Challenging Worries and Anxious Thoughts
During times of uncertainty, stress and anxiety can cause people to focus on “what if” situations or worst case scenarios. This may leave people feeling overwhelmed, hopeless, or vulnerable. There are many strategies that can be used to challenge worries and anxious thoughts during the pandemic:
Engage in positive self-talk.
Positive self-talk strategies can help shift negative ways of thinking into more helpful mindsets. These strategies may include the following:
- Think of stressful experiences in the past and remind yourself about the skills used to cope with them. Remember that people are resilient and use coping skills every single day. Continue to remind yourself that you can handle stress and that family, friends, colleagues, or professionals are available for additional support if needed.
- Catch negative or anxious thoughts as they occur and stop to write them down. Challenge these thoughts by questioning their validity/accuracy and asking yourself whether they are grounded in beliefs or facts. Try to re-frame worries and anxious thoughts by focusing on self-talk strategies that facilitate problem-solving and conflict resolution. After engaging in these practices, try to replace catastrophic thinking with more balanced approaches. This may include statements such as, “This is a difficult time, but I will get through this with the support of family and friends”.
- Try to focus on things that you can control during the COVID-19 pandemic, such as maintaining proper hand hygiene and practicing physical distancing. For situations that are beyond an individual’s control, try to shift emotional responses to these situations by focusing your attention on other activities or tasks, such as playing a board game, reading a book, or practicing meditation.

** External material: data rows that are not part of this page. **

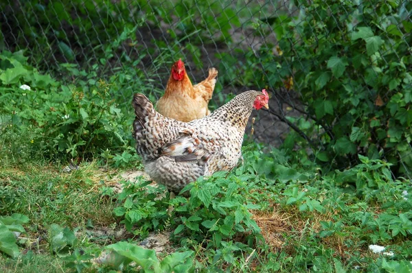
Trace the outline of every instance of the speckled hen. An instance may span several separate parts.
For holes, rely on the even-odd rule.
[[[146,172],[179,193],[201,176],[232,169],[241,156],[252,109],[268,108],[268,102],[266,90],[249,91],[210,115],[184,123],[163,117],[146,97],[135,94],[132,102],[136,115],[133,137]]]

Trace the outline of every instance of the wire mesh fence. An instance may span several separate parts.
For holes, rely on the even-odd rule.
[[[82,75],[65,78],[72,67],[62,64],[102,78],[132,67],[152,99],[179,58],[193,82],[215,67],[212,108],[231,93],[271,93],[270,110],[253,113],[258,141],[306,147],[323,163],[385,158],[409,177],[411,9],[407,1],[6,0],[0,49],[25,50],[41,71],[74,82]],[[138,91],[121,93],[128,102]]]

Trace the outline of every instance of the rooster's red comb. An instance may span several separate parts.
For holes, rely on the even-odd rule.
[[[266,92],[266,89],[262,89],[262,93],[263,93],[263,95],[264,95],[264,98],[266,99],[266,101],[268,102],[269,100],[269,95]]]
[[[174,64],[179,69],[181,69],[185,67],[185,64],[183,63],[183,62],[182,62],[181,58],[179,59],[179,60],[177,62],[176,62]]]

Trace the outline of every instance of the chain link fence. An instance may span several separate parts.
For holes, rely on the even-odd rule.
[[[253,114],[256,141],[267,147],[286,141],[291,150],[306,143],[321,162],[336,160],[332,152],[317,152],[328,147],[350,162],[358,153],[383,158],[398,165],[397,176],[409,177],[409,123],[395,119],[409,119],[404,91],[411,90],[411,8],[395,0],[5,0],[0,4],[0,49],[25,50],[41,71],[74,82],[81,77],[65,78],[62,64],[86,71],[98,67],[103,78],[130,64],[150,80],[156,98],[179,58],[194,83],[215,67],[212,108],[231,93],[269,91],[269,111]],[[124,91],[124,99],[131,93]],[[397,93],[404,104],[393,100]],[[345,104],[352,109],[336,110]],[[380,119],[388,105],[395,119]],[[353,110],[365,112],[367,120],[363,114],[350,118]],[[367,123],[374,119],[379,122]],[[408,132],[398,132],[402,126]]]

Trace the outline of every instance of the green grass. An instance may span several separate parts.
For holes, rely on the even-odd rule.
[[[17,260],[0,259],[0,270],[4,273],[54,273],[67,272],[61,259],[47,254],[37,254]]]
[[[108,182],[106,175],[94,163],[70,174],[62,167],[34,163],[0,167],[0,210],[24,214],[38,228],[53,223],[75,227],[88,221],[96,225],[115,222],[113,202],[99,192]]]

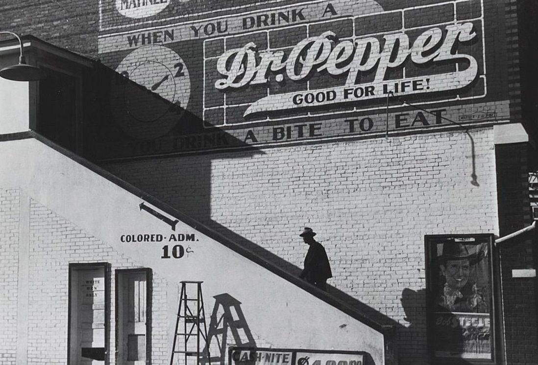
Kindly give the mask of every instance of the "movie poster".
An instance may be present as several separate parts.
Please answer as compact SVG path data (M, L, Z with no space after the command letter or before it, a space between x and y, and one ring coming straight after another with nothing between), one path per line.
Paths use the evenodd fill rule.
M435 357L493 360L487 235L427 237L429 347Z

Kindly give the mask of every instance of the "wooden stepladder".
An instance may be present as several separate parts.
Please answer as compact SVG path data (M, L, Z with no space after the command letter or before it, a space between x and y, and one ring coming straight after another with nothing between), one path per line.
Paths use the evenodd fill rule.
M203 297L202 296L202 281L182 281L181 292L179 297L179 305L178 308L178 318L175 323L175 331L174 333L174 343L172 345L172 355L170 356L170 365L174 365L174 355L183 354L185 362L183 365L188 365L189 356L196 356L196 365L200 365L200 357L202 354L201 348L207 348L208 362L211 365L211 357L209 356L208 346L207 327L206 324L206 312L203 306ZM188 292L187 289L193 291L193 285L196 284L196 293L193 295ZM182 326L181 323L182 323ZM201 328L203 325L203 329ZM182 328L181 328L182 327ZM179 332L181 331L181 332ZM200 340L204 341L202 347L200 347ZM196 339L195 341L192 340ZM189 340L191 340L189 341ZM178 349L177 347L181 349ZM193 365L194 361L191 363Z

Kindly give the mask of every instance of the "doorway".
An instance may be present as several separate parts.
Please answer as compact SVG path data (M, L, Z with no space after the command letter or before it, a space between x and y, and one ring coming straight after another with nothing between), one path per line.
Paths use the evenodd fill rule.
M151 363L151 270L116 270L116 362Z
M106 263L69 264L70 365L108 363L108 273Z

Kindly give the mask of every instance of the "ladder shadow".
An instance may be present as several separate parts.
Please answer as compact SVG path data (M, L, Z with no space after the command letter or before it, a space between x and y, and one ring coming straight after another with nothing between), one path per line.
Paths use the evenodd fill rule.
M241 302L228 293L213 297L215 305L200 363L223 364L228 346L256 347L256 342L241 309ZM229 338L229 333L231 338Z

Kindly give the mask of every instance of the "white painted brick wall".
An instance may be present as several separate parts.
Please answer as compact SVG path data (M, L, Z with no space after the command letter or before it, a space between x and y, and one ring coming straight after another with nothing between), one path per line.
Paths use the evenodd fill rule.
M18 189L0 189L0 364L15 364L19 257Z
M492 129L470 133L478 187L461 131L105 167L239 243L253 242L260 254L277 255L285 269L302 268L307 247L298 234L312 227L331 261L328 283L373 318L408 327L400 299L405 288L425 287L424 235L498 230ZM424 301L412 309L423 313ZM414 325L423 326L421 318ZM425 356L423 336L400 344L400 355Z
M103 262L111 266L109 346L112 354L110 363L115 363L114 270L138 266L33 199L30 209L29 363L43 363L43 359L47 359L47 363L66 363L69 263ZM166 281L154 271L152 359L154 363L165 363L169 359L166 285Z

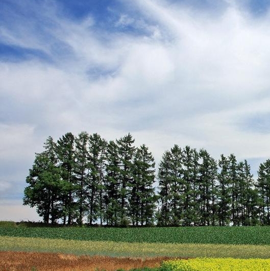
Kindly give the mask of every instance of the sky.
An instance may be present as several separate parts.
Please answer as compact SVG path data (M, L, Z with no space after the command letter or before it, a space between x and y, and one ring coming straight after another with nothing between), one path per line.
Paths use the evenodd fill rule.
M0 220L48 136L270 158L270 0L1 0Z

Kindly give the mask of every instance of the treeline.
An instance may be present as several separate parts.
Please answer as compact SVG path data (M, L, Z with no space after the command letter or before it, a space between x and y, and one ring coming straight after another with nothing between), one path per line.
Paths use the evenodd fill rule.
M23 204L44 223L111 227L270 225L270 160L255 181L247 161L216 161L175 145L157 176L154 157L130 134L107 142L97 134L67 133L36 154Z

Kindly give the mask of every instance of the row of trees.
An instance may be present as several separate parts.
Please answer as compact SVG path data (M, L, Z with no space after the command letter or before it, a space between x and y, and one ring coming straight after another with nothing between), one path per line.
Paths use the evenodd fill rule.
M175 145L165 152L156 180L155 162L130 134L107 142L97 134L51 137L36 154L23 204L45 223L126 227L270 225L270 160L255 181L246 160L216 161Z

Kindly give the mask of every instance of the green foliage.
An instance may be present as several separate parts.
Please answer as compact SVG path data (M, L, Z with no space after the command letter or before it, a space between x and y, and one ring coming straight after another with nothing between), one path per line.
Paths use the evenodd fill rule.
M270 245L268 227L0 227L0 236L114 242Z

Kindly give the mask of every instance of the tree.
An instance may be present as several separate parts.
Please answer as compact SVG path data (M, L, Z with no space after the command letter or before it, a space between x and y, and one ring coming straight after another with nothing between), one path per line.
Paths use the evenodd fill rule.
M158 170L159 199L161 201L160 209L157 213L158 226L170 225L171 176L170 167L171 154L165 152L159 164Z
M57 153L61 169L61 177L65 181L65 193L63 194L63 223L70 225L73 219L76 209L73 170L75 167L74 136L71 133L67 133L57 141Z
M229 176L230 186L231 186L231 216L233 226L239 226L239 179L237 178L237 162L234 154L231 154L228 157Z
M125 136L116 140L119 157L119 185L121 196L121 213L120 226L127 226L130 223L128 219L130 206L128 198L133 179L132 160L135 152L133 145L134 139L129 133Z
M250 166L246 160L240 162L237 166L239 183L239 221L237 225L254 226L258 223L258 190L255 188L253 176L250 173Z
M195 226L199 222L199 154L195 149L186 146L183 151L183 226Z
M104 170L107 142L97 134L89 138L89 165L90 169L89 183L87 185L88 194L88 221L90 225L99 217L102 225Z
M270 225L270 159L266 160L259 165L257 187L261 224Z
M88 153L89 135L82 132L75 138L75 164L74 178L77 185L76 196L79 211L78 223L82 226L83 219L87 211L88 190L87 187L89 179Z
M24 205L36 207L45 223L51 220L54 224L63 214L59 202L65 188L57 166L56 144L51 137L47 139L44 147L44 152L36 154L32 168L29 169L26 178L29 185L24 189L23 201Z
M133 226L153 225L156 197L155 162L145 145L136 149L133 161L133 178L129 198L130 215Z
M120 160L118 147L111 140L107 146L106 153L105 187L105 218L110 226L119 226L121 213L121 192L120 187Z
M230 162L223 154L218 161L219 173L218 180L218 216L219 226L229 224L231 220L231 181L229 175Z
M199 152L201 162L199 165L199 188L200 224L215 225L216 219L216 175L217 166L215 160L204 149Z

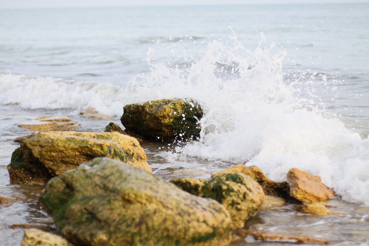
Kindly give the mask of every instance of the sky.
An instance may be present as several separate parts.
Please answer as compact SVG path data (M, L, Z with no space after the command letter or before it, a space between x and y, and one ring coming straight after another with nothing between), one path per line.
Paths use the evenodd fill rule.
M284 3L369 3L369 0L0 0L0 8Z

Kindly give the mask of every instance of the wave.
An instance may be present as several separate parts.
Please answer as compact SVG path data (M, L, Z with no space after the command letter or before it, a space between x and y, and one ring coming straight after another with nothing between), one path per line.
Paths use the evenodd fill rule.
M297 167L321 176L343 199L369 206L369 140L327 116L315 89L324 86L334 97L330 78L307 73L286 81L285 52L262 35L254 51L235 36L231 39L210 42L200 56L183 55L180 45L172 46L172 53L194 60L189 66L168 66L156 59L167 52L161 50L165 46L151 49L150 71L123 87L0 73L0 102L28 108L91 107L120 115L128 103L191 97L204 112L200 141L176 148L168 158L256 165L276 180L285 180L289 169Z

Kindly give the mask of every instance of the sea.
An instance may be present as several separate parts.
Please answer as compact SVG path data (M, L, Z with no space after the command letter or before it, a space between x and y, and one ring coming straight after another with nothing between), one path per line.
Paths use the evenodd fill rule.
M13 140L32 132L18 124L64 115L80 131L124 128L125 105L178 97L203 109L200 137L143 143L154 174L208 178L242 163L282 181L297 167L334 189L335 213L287 203L250 226L367 246L368 13L369 3L0 10L0 195L21 201L0 205L0 245L20 245L19 224L55 228L44 186L10 183ZM84 118L89 107L111 118Z

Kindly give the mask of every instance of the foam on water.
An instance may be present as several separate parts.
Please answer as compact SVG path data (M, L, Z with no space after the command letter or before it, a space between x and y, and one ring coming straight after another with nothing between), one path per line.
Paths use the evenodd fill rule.
M277 180L285 180L289 169L297 167L321 177L344 200L369 205L368 140L337 118L324 117L324 102L307 89L319 83L284 82L286 54L261 36L252 51L235 36L214 40L199 59L186 53L180 43L158 45L148 53L150 72L122 87L2 73L0 101L31 109L92 107L119 116L127 103L191 97L204 112L200 141L176 148L168 158L247 162ZM161 61L158 54L168 45L173 57L183 60L170 66ZM322 77L321 83L327 80Z

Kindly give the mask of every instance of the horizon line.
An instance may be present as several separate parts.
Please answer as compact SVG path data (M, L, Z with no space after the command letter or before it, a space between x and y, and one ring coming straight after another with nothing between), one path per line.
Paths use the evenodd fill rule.
M46 7L25 7L23 8L20 8L19 7L8 7L2 8L0 7L1 10L27 10L27 9L55 9L55 8L110 8L110 7L174 7L176 6L186 6L186 7L196 7L200 6L224 6L232 5L234 6L244 6L248 5L333 5L333 4L369 4L369 2L363 2L355 1L354 2L345 2L345 3L227 3L227 4L196 4L191 3L190 4L130 4L125 5L111 5L108 6L99 6L95 5L93 6L56 6L54 7L46 6Z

Use reflective journaling.
Consider writing in a daily or weekly journal. Writing in a journal can be an emotional release for many people. In fact, journaling can help people process their feelings and emotions, get rid of negative thoughts, and explore positive self-talk strategies.
Engage in deep breathing techniques.
Deep breathing exercises can be calming to the nervous system, alleviate feelings of anxiety or worry, and help individuals think more clearly. Try square breathing. Find a quiet, comfortable place to sit or lie down and take a slow deep breath in while counting to four, hold for four seconds, and then breathe out for four seconds.
A diagram that explains the square breathing technique can be found through the Mental Health Commission of Canada and Centre of Substance Use and Addiction’s resource on Coping with Stress, Anxiety, and Substance Use during COVID-19.